Länderübergreifende Eisenbahnbrücke
Und schräg vis-à-vis davon kann er neben den Königsbau das Kronprinzenpalais hinstellen (ein „stattlicher durch seine edlen Verhältnisse imponierender Prachtbau, eine Zierde der Königstraße“). Und so ein Meisterwerk machen die Sempel auf dem Rathaus noch in den sechziger Jahren dem Erdboden gleich vor lauter Frustration, dass sie das „alte Glomp“, das Neue Schloss nicht wie gewünscht abreißen durften . . .)

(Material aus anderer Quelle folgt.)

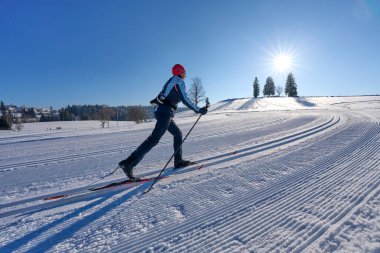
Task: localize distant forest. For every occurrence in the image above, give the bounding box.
[55,105,186,121]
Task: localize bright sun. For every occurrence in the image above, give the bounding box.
[273,54,292,73]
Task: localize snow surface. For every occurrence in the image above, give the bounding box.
[0,96,380,252]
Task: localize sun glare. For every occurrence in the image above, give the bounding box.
[273,54,292,73]
[263,42,300,78]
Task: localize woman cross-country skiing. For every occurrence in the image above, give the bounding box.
[119,64,207,181]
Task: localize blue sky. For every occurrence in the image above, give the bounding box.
[0,0,380,108]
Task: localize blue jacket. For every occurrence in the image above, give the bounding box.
[157,76,200,113]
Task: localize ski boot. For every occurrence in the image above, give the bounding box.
[119,159,141,182]
[174,159,194,169]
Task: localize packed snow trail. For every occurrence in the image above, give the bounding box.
[0,98,380,252]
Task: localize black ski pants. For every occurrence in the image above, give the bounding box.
[128,108,182,166]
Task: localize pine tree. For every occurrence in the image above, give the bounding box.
[285,73,297,97]
[253,77,260,98]
[0,101,5,114]
[263,77,276,96]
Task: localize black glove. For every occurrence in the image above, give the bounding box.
[198,106,207,115]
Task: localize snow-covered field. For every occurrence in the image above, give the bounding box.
[0,96,380,253]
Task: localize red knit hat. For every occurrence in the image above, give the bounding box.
[172,64,186,76]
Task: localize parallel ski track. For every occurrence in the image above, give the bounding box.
[112,119,380,252]
[0,117,340,215]
[0,118,339,252]
[0,118,291,172]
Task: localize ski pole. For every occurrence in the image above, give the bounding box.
[144,114,202,193]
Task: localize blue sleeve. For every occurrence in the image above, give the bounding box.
[177,78,199,113]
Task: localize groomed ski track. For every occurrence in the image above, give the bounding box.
[0,98,380,252]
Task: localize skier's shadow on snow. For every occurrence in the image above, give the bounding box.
[0,184,150,252]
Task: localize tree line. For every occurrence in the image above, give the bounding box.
[253,73,298,98]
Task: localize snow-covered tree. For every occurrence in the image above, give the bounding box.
[187,77,205,105]
[276,86,284,96]
[253,77,260,98]
[263,77,275,96]
[285,73,298,97]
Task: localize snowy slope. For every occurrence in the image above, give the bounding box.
[0,96,380,252]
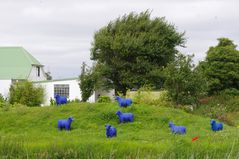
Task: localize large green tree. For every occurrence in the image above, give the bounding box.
[200,38,239,94]
[91,11,185,94]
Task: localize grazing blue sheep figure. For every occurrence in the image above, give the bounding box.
[210,119,223,131]
[55,94,67,105]
[116,110,134,123]
[58,117,74,131]
[105,124,117,138]
[169,122,186,134]
[115,96,132,107]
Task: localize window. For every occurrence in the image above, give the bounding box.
[54,84,70,98]
[37,66,41,77]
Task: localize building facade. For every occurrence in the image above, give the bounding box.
[0,47,114,105]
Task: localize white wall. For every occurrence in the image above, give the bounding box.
[34,79,81,105]
[28,65,46,81]
[95,89,115,101]
[0,80,12,98]
[34,79,114,106]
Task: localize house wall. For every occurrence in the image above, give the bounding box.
[94,89,115,101]
[0,80,12,98]
[28,65,47,81]
[34,79,81,105]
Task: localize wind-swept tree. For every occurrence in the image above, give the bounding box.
[91,11,185,94]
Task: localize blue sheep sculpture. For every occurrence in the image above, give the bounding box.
[58,117,74,131]
[116,110,134,123]
[105,124,117,138]
[169,122,186,134]
[210,119,223,131]
[115,96,132,107]
[55,94,67,106]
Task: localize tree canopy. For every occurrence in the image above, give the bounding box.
[200,38,239,94]
[91,11,185,93]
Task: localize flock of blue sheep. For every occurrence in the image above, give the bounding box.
[55,95,223,138]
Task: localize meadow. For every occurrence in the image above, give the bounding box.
[0,103,239,159]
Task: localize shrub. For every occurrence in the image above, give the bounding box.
[164,54,207,104]
[9,81,44,107]
[97,96,111,103]
[0,93,5,103]
[220,88,239,96]
[50,98,56,106]
[127,85,171,106]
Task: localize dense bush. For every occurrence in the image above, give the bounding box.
[194,94,239,125]
[199,38,239,95]
[9,81,44,107]
[0,94,5,103]
[97,96,111,103]
[126,85,171,106]
[164,54,207,104]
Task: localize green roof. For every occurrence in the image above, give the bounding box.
[0,47,42,79]
[33,77,79,83]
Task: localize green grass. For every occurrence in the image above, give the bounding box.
[0,103,239,159]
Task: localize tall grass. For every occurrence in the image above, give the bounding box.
[0,103,239,159]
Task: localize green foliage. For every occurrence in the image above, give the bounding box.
[200,38,239,95]
[164,54,207,104]
[0,103,239,159]
[50,98,56,106]
[0,93,5,103]
[97,96,111,103]
[91,11,185,95]
[9,81,44,107]
[126,85,172,107]
[194,94,239,125]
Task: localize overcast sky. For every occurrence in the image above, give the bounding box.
[0,0,239,79]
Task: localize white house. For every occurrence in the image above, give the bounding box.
[0,47,114,105]
[0,47,47,97]
[33,77,114,105]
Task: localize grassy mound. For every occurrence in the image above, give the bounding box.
[0,103,239,159]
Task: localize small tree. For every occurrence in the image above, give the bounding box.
[200,38,239,95]
[164,54,207,104]
[80,62,95,102]
[0,93,5,103]
[9,81,44,107]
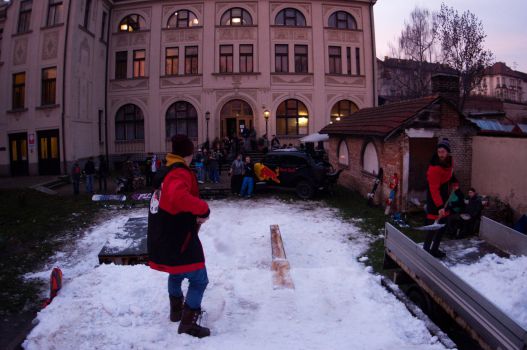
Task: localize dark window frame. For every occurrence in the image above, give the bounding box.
[46,0,64,27]
[240,44,254,73]
[274,44,289,73]
[17,0,33,34]
[220,7,253,27]
[276,99,309,136]
[185,45,199,75]
[274,7,307,27]
[328,46,342,74]
[165,46,179,76]
[219,44,234,73]
[328,11,358,30]
[132,49,146,79]
[115,51,128,79]
[167,9,200,28]
[115,103,145,141]
[295,45,309,73]
[11,72,26,110]
[40,67,57,106]
[165,101,198,139]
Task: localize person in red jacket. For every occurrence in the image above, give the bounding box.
[423,138,457,258]
[147,135,210,338]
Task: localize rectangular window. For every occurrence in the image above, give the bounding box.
[133,50,146,78]
[101,11,108,42]
[329,46,342,74]
[295,45,308,73]
[220,45,234,73]
[165,47,179,75]
[17,0,33,33]
[240,45,254,73]
[346,47,351,75]
[274,44,289,73]
[41,67,57,106]
[115,51,128,79]
[83,0,91,29]
[185,46,198,74]
[13,73,26,109]
[355,47,360,75]
[46,0,64,27]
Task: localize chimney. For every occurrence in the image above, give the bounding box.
[432,73,460,106]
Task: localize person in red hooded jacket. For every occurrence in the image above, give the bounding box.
[423,138,457,258]
[147,135,210,338]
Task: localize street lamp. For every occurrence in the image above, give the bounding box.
[264,109,271,137]
[205,111,210,144]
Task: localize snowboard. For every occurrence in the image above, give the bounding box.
[131,192,152,201]
[91,194,126,202]
[384,173,399,215]
[367,168,384,207]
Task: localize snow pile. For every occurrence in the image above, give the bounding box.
[450,254,527,329]
[24,199,443,350]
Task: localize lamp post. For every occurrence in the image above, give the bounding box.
[205,111,210,144]
[264,109,271,137]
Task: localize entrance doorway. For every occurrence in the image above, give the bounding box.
[220,100,254,138]
[408,137,437,201]
[37,129,60,175]
[9,132,29,176]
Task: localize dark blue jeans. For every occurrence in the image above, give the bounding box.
[168,268,209,309]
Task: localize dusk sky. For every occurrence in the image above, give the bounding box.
[373,0,527,73]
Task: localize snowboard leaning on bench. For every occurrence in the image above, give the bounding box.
[91,194,126,202]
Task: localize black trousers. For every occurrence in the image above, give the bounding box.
[423,218,446,254]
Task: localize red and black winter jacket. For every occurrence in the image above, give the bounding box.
[426,154,457,220]
[147,154,210,274]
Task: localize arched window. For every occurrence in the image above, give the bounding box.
[328,11,357,29]
[119,14,146,32]
[276,100,309,135]
[220,7,253,26]
[362,142,379,175]
[274,8,306,27]
[115,103,145,141]
[330,100,359,123]
[167,10,200,28]
[337,140,349,165]
[165,101,198,138]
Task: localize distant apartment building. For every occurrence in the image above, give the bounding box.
[472,62,527,103]
[0,0,377,175]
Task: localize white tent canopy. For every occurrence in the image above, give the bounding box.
[300,132,329,142]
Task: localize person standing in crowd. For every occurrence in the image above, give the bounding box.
[229,154,245,194]
[98,154,109,193]
[147,135,210,338]
[423,138,457,258]
[240,156,254,198]
[84,157,95,193]
[71,162,82,194]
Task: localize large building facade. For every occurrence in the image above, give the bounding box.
[0,0,376,175]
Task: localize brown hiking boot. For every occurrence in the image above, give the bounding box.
[178,304,210,338]
[169,295,183,322]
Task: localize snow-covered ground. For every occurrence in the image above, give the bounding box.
[450,254,527,329]
[23,199,444,350]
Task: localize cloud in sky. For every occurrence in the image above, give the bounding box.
[373,0,527,73]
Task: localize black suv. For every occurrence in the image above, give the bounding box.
[255,150,340,199]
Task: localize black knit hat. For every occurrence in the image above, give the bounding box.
[172,135,194,157]
[437,138,450,153]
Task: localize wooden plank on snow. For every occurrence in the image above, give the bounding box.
[271,225,295,289]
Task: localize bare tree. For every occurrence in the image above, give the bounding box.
[390,7,439,98]
[437,3,493,111]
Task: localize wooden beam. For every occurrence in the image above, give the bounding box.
[271,225,295,289]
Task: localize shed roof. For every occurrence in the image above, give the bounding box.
[320,95,441,137]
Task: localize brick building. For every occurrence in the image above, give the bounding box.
[321,75,478,211]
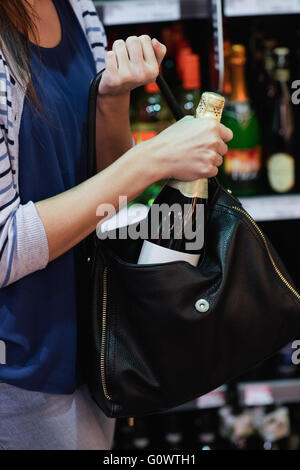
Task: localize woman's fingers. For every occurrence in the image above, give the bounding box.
[126,36,144,65]
[152,38,167,66]
[113,39,129,70]
[139,34,158,67]
[99,34,166,95]
[105,51,118,76]
[220,124,233,142]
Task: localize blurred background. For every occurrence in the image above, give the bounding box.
[95,0,300,451]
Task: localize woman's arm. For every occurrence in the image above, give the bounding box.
[96,35,166,171]
[36,117,232,261]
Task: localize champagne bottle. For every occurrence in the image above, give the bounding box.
[221,44,262,196]
[266,47,296,194]
[138,93,225,266]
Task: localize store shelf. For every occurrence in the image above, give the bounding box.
[172,379,300,411]
[239,194,300,222]
[95,0,210,26]
[224,0,300,16]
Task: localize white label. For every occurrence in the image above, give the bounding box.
[224,0,300,16]
[197,389,226,408]
[103,0,180,25]
[244,385,274,406]
[138,240,200,266]
[262,407,291,442]
[267,153,295,193]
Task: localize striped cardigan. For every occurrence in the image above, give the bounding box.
[0,0,107,287]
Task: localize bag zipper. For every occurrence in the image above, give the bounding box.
[100,267,111,400]
[232,206,300,300]
[100,267,134,427]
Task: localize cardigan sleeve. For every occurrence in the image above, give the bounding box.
[0,68,49,288]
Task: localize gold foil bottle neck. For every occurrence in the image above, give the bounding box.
[168,92,225,199]
[196,92,225,122]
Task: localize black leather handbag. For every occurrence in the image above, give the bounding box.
[85,74,300,417]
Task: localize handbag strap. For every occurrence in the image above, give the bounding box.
[87,69,185,178]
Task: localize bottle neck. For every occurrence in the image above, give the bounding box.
[223,60,232,96]
[230,64,249,103]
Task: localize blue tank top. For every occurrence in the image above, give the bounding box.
[0,0,96,393]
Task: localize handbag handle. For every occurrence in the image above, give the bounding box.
[87,69,185,178]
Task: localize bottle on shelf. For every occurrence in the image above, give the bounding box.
[161,27,180,93]
[220,44,262,196]
[260,405,291,450]
[180,54,201,116]
[130,82,174,206]
[264,47,296,194]
[223,39,232,98]
[138,93,225,266]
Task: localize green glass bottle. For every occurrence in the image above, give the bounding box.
[129,82,174,206]
[220,44,262,196]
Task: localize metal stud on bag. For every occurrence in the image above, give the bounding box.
[195,299,209,313]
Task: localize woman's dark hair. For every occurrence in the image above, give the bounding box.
[0,0,38,107]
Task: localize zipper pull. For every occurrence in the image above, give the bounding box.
[128,418,134,428]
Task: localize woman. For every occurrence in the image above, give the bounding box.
[0,0,232,449]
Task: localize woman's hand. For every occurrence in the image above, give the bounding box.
[142,116,233,181]
[99,35,167,97]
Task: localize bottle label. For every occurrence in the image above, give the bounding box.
[138,240,200,266]
[267,153,295,193]
[132,129,158,144]
[224,147,261,181]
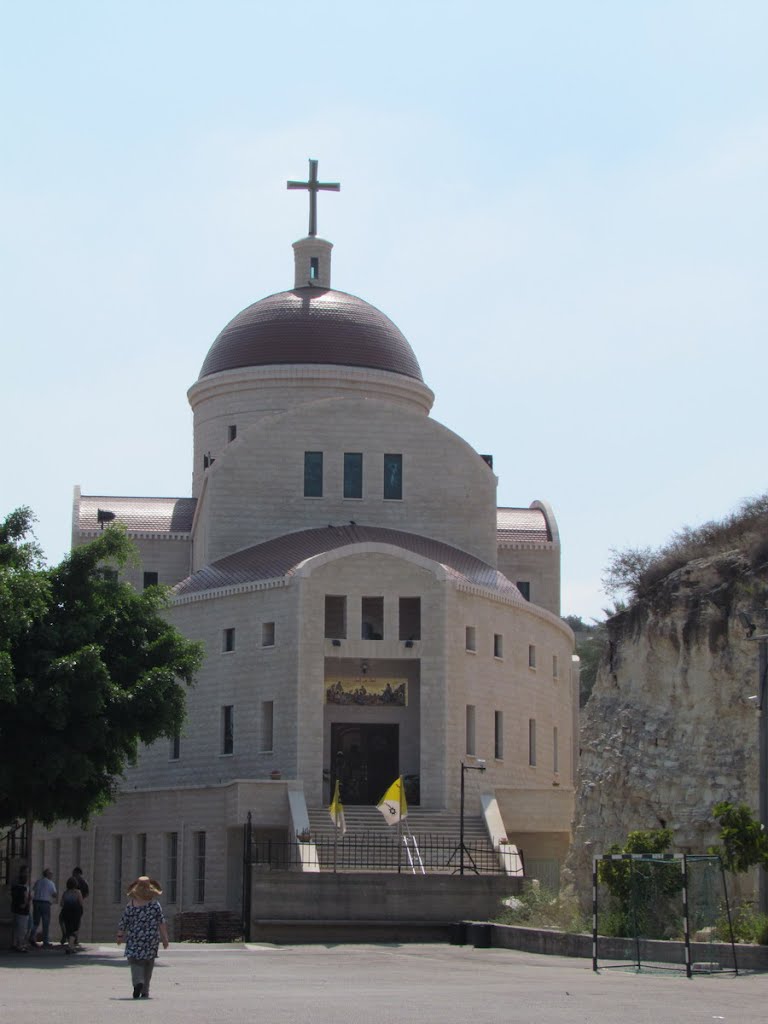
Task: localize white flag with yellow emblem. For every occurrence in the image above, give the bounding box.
[328,778,347,836]
[377,775,408,825]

Und dann wird er auch noch „Stadtdirectionsbaumeister“ in der Königl. Haupt- und Residenzstadt und baut die Paulinenpflege und die Katharinenpflege – übrigens zum Nulltarif. Wird Ehrenbürger von Stuttgart und Ehrendoktor in Tübingen und erhält obendrein vom König das „von“ verliehen. Und das schnuckelige,aber im sauren Regen zerbröselnde Berger Kirchle ist auch von ihm. Und dann hat er hauptsächlich für die nagelneue „Königl. Württ. Staats-Eisenbahn“ geschafft, So ist die oberschwäbische Südbahn Ulm–Friedrichshafen mit den prächtigen Bahnhöfen in beiden Städten sein Werk, ebenso die Neckartallinie von Plochingen über Reutlingen und Tübingen und weiter bis Rottweil und Villingen. Und die länderübergreifende Eisenbahnbrücke von Ulm nach Neu-Ulm über die Donau an der Grenze zum Balkan, die hat er auch so schön hinbekommen. Am 23. August 1869 aber ist er in Stuttgart über den Jordan gegangen. Eine Blutvergiftung brachte dem unermüdlichen Schaffer ein vorzeitiges Ende, und er hat auf dem Hoppenlaufriedhof seine neue Heimat gefunden und dreht sich angesichts des schrecklichen Schaffens seiner späteren Kollegen im Grab rum.